It could easily have been one of the most fossil fuel-intensive Super Bowls ever.

Not only did the New York Giants and the New England Patriots face off in Lucas Oil Stadium, named for a petroleum motor lubricant company, but the facility’s bright stadium lights, signature retractable roof and giant screens all draw energy from one of the most coal-dependent grids in the United States.

Indiana gets more than 95 percent of its electricity from coal power plants, far above the U.S. average of less than 50 percent.

But the National Football League contracted with Green Mountain Energy Company to purchase 15,000 megawatt hours of renewable energy certificates (RECs) to offset the greenhouse gas emissions around Super Bowl XLVI. That’s not only the electricity that will be used during the game, but all the power consumed in the entire month leading up to the event at the stadium, the Indiana Convention Center (site of an NFL theme park), the media center, NFL headquarters, and the AFC and NFC team hotels.

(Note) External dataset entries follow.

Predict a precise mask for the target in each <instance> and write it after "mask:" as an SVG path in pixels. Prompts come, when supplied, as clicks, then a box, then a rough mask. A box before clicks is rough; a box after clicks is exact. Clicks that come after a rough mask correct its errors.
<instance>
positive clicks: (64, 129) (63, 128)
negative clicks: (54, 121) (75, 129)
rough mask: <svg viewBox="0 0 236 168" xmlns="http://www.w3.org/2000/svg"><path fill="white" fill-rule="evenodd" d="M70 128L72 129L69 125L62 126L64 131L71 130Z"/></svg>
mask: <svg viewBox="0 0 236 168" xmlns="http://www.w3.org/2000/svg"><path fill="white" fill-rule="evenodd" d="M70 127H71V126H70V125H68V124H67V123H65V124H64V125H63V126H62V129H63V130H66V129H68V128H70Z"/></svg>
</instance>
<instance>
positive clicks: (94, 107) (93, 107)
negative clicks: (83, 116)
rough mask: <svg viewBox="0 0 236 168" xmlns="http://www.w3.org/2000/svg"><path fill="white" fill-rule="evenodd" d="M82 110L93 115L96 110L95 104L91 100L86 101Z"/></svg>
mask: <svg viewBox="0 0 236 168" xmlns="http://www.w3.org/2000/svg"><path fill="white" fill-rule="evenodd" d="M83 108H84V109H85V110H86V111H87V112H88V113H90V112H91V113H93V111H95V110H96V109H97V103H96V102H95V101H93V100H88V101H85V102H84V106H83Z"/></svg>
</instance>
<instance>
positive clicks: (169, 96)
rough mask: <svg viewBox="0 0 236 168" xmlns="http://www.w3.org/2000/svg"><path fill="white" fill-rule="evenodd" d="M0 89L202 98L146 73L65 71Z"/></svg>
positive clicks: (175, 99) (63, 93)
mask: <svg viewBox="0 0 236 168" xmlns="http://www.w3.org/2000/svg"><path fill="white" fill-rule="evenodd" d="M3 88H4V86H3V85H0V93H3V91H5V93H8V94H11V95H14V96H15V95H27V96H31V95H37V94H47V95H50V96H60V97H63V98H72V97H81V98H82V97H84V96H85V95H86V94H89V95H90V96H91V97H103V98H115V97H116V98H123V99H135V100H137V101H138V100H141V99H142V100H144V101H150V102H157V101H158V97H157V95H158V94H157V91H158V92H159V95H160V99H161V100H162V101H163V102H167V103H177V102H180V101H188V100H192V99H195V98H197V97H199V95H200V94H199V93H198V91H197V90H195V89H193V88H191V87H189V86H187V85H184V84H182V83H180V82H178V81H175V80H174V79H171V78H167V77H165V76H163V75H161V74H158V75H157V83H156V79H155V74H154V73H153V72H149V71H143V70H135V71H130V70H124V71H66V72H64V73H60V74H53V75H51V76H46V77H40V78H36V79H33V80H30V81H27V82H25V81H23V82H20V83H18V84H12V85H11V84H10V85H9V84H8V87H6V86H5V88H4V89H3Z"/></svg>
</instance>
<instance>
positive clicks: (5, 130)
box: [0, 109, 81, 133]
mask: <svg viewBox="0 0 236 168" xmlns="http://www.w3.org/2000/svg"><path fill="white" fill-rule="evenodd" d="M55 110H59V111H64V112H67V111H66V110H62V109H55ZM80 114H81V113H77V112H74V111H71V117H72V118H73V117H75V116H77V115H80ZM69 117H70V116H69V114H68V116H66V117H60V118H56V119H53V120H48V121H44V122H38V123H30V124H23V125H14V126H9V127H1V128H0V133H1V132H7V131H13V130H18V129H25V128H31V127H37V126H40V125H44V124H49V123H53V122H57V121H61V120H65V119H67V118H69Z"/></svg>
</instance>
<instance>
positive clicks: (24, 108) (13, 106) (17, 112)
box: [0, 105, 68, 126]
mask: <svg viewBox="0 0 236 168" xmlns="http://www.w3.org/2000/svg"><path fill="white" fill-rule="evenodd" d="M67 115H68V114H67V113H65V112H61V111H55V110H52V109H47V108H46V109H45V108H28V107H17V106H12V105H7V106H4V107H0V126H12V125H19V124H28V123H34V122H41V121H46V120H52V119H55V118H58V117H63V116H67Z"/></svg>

The purchase of these certificates don’t mean that coal won’t be burned to provide that power, but renewable electricity elsewhere will be purchased. An REC is a market-based commodity that is designed to ease the buying and selling of renewable energy, free of the constraints of the electricity grid. So even though there’s not enough solar and wind on the Indiana grid to directly power the Super Bowl, it’s a way to purchase renewable energy for the event indirectly.

The NFL and Green Mountain did not release the amount of money spent on the deal, but at the average U.S. residential price of electricity, that’s about $1.5 million worth of power. (Renewable electricity is typically more expensive than the average U.S. energy mix.) Looked at another way, it’s about as much electricity as 1,300 average U.S. households use in a year.

As we wrote at the time of last year’s Super Bowl and the start of this football season, the NFL has been working to green its operations, especially in showcase renewable energy projects at some stadiums. (See “Pictures: Kickoff Time for Green Stadiums” and “Pictures: The NFL Makes a Play for Renewable Energy”) But the power consumed in the stadium is only a portion of the energy associated with big sporting events. Fan travel gobbles energy, as this report on the 2010 FIFA World Cup in South Africa detailed.

But even the fans enjoying the game at home are burning energy. This “Big Game, Big Screens, Big Power” infographic from GE Energy attempts to measure just a portion of that power. The electricity consumed by the estimated number of TVs in the United States that will be turned to the game (for an average of five hours) adds up to 13,310 megawatts, enough to power all the homes in Green Bay, Dallas and Pittsburgh for 10 hours, GE calculates.

And we’re likely to draw on electricity even more to enjoy sports in the future. This was the first Super Bowl to be streamed live online and to smart phones. Since we all are becoming more and more dependent upon electricity, what are the ways that we, not just football leagues, could reduce and offset the greenhouse gas emissions embedded in our lifestyles?